Die Dokumentation, die über 17 Staffeln lief, begleitete Fred und Annemie Fussbroich sowie ihren Sohn Frank durch ihr Leben in Köln. Produzentin Ute Diehl hielt ihre ungeschminkten, oft turbulenten Momente fest und machte die Sendung damit zu einem Kritikerliebling, der sogar mit dem Grimme-Preis ausgezeichnet wurde. Die Authentizität ihres gezeigten Lebens traf beim Publikum einen tiefen Nerv.
Bis 2024 war das Vermögen der Familie auf mehrere Millionen Euro angewachsen. Ihr Haupteinkommen stammte aus Fernsehauftritten, wobei die Einnahmen über die gesamte Laufzeit der Show zwischen 200.000 und 50 Millionen Euro lagen. Neben dem Fernsehen erweiterten sie ihre Einnahmequellen durch Merchandising und bezahlte Autogrammstunden, die für stetige Zuflüsse sorgten.
Auch nach seinem frühen Ruhestand blieb Fred Fussbroich geschäftlich aktiv und entwickelte neue Projekte, um die Familieneinnahmen zu diversifizieren. Mit 81 Jahren ist er nach wie vor eine zentrale Figur des anhaltenden TV-Kults um die Fussbroichs.
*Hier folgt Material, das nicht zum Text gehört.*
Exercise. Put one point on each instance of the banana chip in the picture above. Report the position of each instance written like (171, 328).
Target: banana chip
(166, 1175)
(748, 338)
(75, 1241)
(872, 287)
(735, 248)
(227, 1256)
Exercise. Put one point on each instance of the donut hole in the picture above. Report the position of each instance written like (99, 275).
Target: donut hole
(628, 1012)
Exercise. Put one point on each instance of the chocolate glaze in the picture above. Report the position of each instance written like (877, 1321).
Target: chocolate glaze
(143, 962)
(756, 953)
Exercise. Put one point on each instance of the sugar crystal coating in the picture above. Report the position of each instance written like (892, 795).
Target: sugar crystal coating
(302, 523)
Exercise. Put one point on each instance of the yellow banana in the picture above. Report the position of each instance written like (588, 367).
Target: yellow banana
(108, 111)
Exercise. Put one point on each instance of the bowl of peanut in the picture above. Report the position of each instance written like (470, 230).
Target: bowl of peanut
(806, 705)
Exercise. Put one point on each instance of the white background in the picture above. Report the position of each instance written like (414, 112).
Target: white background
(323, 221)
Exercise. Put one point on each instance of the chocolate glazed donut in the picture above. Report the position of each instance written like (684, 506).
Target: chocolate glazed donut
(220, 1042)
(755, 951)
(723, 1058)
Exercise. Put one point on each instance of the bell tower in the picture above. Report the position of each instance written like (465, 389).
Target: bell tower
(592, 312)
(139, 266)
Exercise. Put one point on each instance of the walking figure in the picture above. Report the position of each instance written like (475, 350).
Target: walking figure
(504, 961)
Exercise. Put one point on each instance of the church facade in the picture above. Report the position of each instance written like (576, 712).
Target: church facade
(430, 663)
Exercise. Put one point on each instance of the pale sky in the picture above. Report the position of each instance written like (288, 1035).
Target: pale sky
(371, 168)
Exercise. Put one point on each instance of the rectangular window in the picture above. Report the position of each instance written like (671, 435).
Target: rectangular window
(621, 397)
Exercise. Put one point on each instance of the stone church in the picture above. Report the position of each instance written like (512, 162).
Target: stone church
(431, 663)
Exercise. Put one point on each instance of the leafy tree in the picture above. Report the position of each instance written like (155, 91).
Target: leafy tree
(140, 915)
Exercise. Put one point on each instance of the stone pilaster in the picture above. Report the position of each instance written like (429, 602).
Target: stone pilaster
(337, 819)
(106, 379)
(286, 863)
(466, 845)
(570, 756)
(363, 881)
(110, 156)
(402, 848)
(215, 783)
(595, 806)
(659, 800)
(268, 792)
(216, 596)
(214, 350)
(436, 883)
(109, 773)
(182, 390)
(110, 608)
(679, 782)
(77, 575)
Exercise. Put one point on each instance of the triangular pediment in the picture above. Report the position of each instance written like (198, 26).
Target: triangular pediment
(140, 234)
Ihre gemeinsamen Mahlzeiten, Streitigkeiten und Alltagsherausforderungen begeistern die Fans noch immer und halten die Familie fest im Rampenlicht.
Mittlerweile belaufen sich die jährlichen Einnahmen der Fussbroichs auf mehrere Hunderttausend Euro – vor allem dank ihrer langjährigen Fernsehpräsenz. Ihr Weg von einer Arbeiterfamilie aus Köln zu einer der bekanntesten Fernsehdynastien Deutschlands ist bis heute unübertroffen. Mit einem Erbe, das sich über mehr als 40 Jahre erstreckt, zeigen ihr Einfluss – und ihre Einnahmen – keine Anzeichen von Schwäche.